Junto ao portão de ferro forjado pintado de verde e ferrugem, há uma mulher que espera que os dias com ele melhorem, que as discussões cessem, que o aro fino de ouro que traz em torno do dedo anelar esquerdo não lhe pese tanto que a deite por terra. Lembra-se de repente do ditado favorito do pai, sobretudo porque sabe agora, perfeitamente, que quem espera nunca alcança. É esse o instante em que leva a mão ao trinco e sai, sem malas ou roupa de sobra; deixa janelas por fechar, cortinados por correr, a porta das criadas aberta na ilharga da casa, a mangueira a esvair-se sobre a relva. Viver ali, com ele, há muito que não é possível.

The thing with feathers (3).

Ter por vezes a sensação de que me esqueci da esperança no bolso de um casaco que deixei algures.

Wednesdays.

Depois de ter dado uma aula, fazer até casa o caminho desde a Av. de Roma. Na mão direita, um dicionário; na cara um sorriso tão discreto quanto inesperado.

quinta-feira, fevereiro 05, 2009

O salto.

Chove. Ao fundo do pontão há a forma de uma mulher; tem os braços e a roupa colados ao corpo; olha para a água com a certeza adiantada do salto. Calcula que não demorará: está frio, não nada há anos, sente-se cansada - não há-de debater-se muito. Os lábios mexem-se devagar; não fosse a estática da chuva, talvez se percebesse o que diz. Pára de chover. No pontão não há já a forma de uma mulher com braços e roupa rentes ao corpo. Os círculos concêntricos na água cessaram, restando apenas um - maior, mais agitado - que, não tarda, se aquietará também. Um pouco à tona, um lenço vermelho que se espalha e escurece para logo deslizar subaquático, como uma mancha de sangue indissolúvel.

Sinais de fumo.

All my friends.

Haver quem nos arranque do nosso torpor característico; quem nos sacuda o tédio da roupa, e nos cole na cara um sorriso quando não o julgávamos possível. Haver quem nos tire cigarro e isqueiro da mão, quem nos encha de novo e de novo o copo. Haver quem diga

- Passa cá hoje e traz música

ou

- Vai ficar tudo bem, calma

a meio de uma noite de chuva; quem nos faça atirar para cima do corpo um casaco forte, e sentir que valeu a pena o caminho pouco enxuto até ali. Haver quem nos tape quando adormecemos exaustos em sofá alheio e adormeça ao nosso lado; quem apague as luzes e deixe cair no escuro uma palavra quente e inaudível.

Últimos ritos.

E nenhum de nós tornará a percorrer a distância a que estamos um do outro.

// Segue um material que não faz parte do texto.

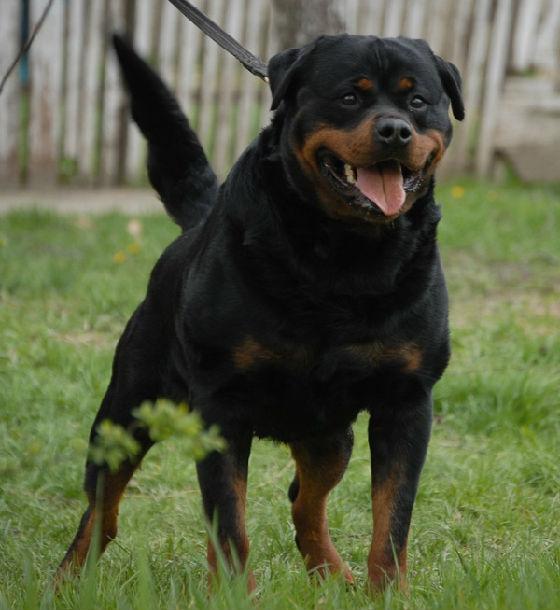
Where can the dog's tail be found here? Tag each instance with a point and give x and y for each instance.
(177, 166)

terça-feira, fevereiro 03, 2009

Sintaxe.

Quando chegou ao final da frase, sem sequer se atrever a voltar atrás e relê-la, a única coisa que se lembrou de pensar foi que aquelas três palavras - causadoras de um choro de tal maneira violento que lhe tinham nascido flores de sangue pisado nas pálpebras - eram um sintagma preposicional.

Correio (1).

The thing with feathers (2).

Pode ser que a esperança seja a última a morrer, mas é a primeira a levar um tiro no estômago.

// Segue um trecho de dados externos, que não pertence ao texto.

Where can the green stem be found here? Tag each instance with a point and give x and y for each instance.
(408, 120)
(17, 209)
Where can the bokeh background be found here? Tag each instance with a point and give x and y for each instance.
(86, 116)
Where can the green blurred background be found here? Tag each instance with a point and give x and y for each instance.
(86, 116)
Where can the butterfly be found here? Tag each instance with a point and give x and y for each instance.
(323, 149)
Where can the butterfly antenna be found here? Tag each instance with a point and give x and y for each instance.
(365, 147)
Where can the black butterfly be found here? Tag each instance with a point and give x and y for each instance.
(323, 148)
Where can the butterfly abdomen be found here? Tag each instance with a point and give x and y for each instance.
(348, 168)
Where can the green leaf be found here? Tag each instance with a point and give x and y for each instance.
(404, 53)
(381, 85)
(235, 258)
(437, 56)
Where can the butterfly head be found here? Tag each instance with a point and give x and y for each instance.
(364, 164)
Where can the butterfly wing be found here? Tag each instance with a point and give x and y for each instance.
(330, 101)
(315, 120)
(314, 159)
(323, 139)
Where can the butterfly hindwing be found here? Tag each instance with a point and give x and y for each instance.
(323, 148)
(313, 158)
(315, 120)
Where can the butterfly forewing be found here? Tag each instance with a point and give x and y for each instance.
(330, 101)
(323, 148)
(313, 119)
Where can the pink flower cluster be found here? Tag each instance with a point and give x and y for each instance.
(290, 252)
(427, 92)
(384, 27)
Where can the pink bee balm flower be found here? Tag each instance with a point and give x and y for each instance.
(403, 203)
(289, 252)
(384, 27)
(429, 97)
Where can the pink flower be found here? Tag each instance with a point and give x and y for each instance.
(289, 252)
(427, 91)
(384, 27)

À procura de um texto autobiográfico (43).

I've always known it. And here for three months I've been walking around with this noble, bittersweet expression on my face - I mean how self-deluded can you get?

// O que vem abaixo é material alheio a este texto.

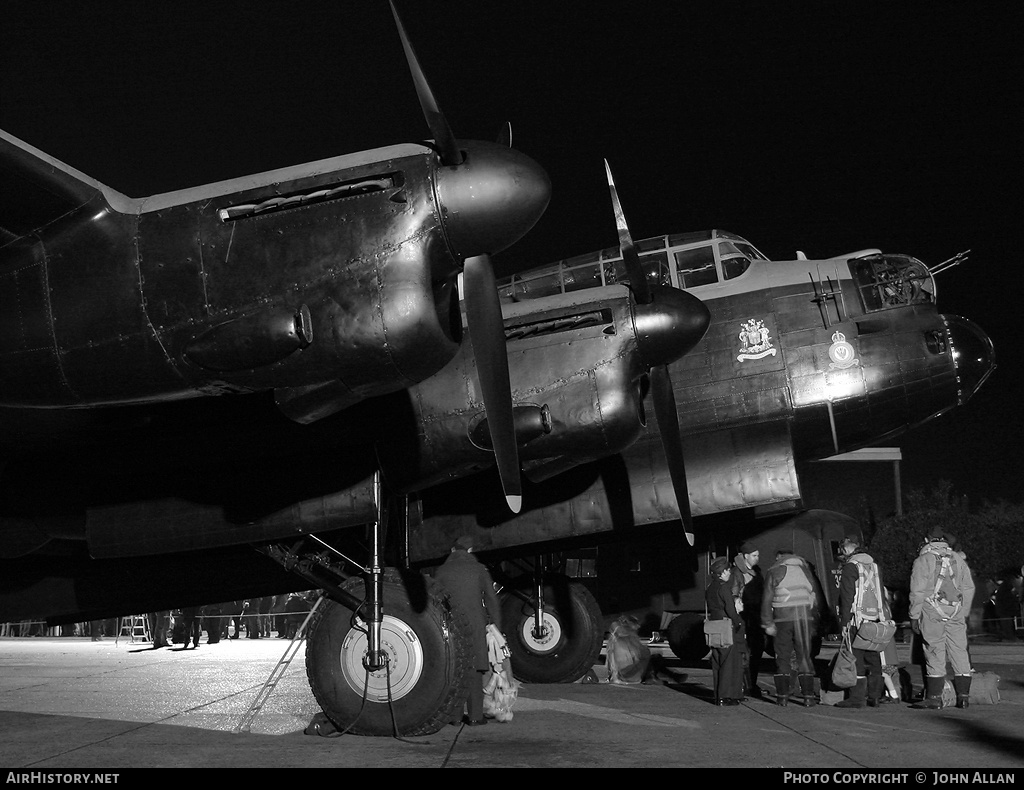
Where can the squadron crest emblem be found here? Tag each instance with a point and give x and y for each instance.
(841, 354)
(755, 341)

[ Richard Yates: Revolutionary Road. ]

Dúvidas iniciais.

Quando acabo de ler o programa de inglês de 10.º, 11.º e 12.º anos, fico com duas dúvidas: se o esquema sobre as macrofunções do discurso não é, na realidade, uma representação de três dos círculos do Inferno de Dante; e se o diagrama sobre a organização das componentes do programa não será no fundo um mapa da Terra Média.

Candide.

Éramos felizes. Vivíamos juntos numa casa com alguma idade e à qual faltava uma divisão para que fosse do tamanho certo. Tínhamos horários diferentes, mas à noite lá nos encontrávamos: quem chegasse primeiro esperava sentado no sofá a ver as notícias, ou ia adiantando o jantar. De manhã, antes de sair, escrevíamos coisas parvas um ao outro que deixávamos espalhadas um pouco por toda a parte - listas de compras, recados e tarefas pendentes, declarações de amor em três linhas ou menos. Não estou certo de que alguma vez tenhamos pensado que as coisas acabariam - assim, ou de outro modo. Éramos felizes, e o fim de tudo não existia.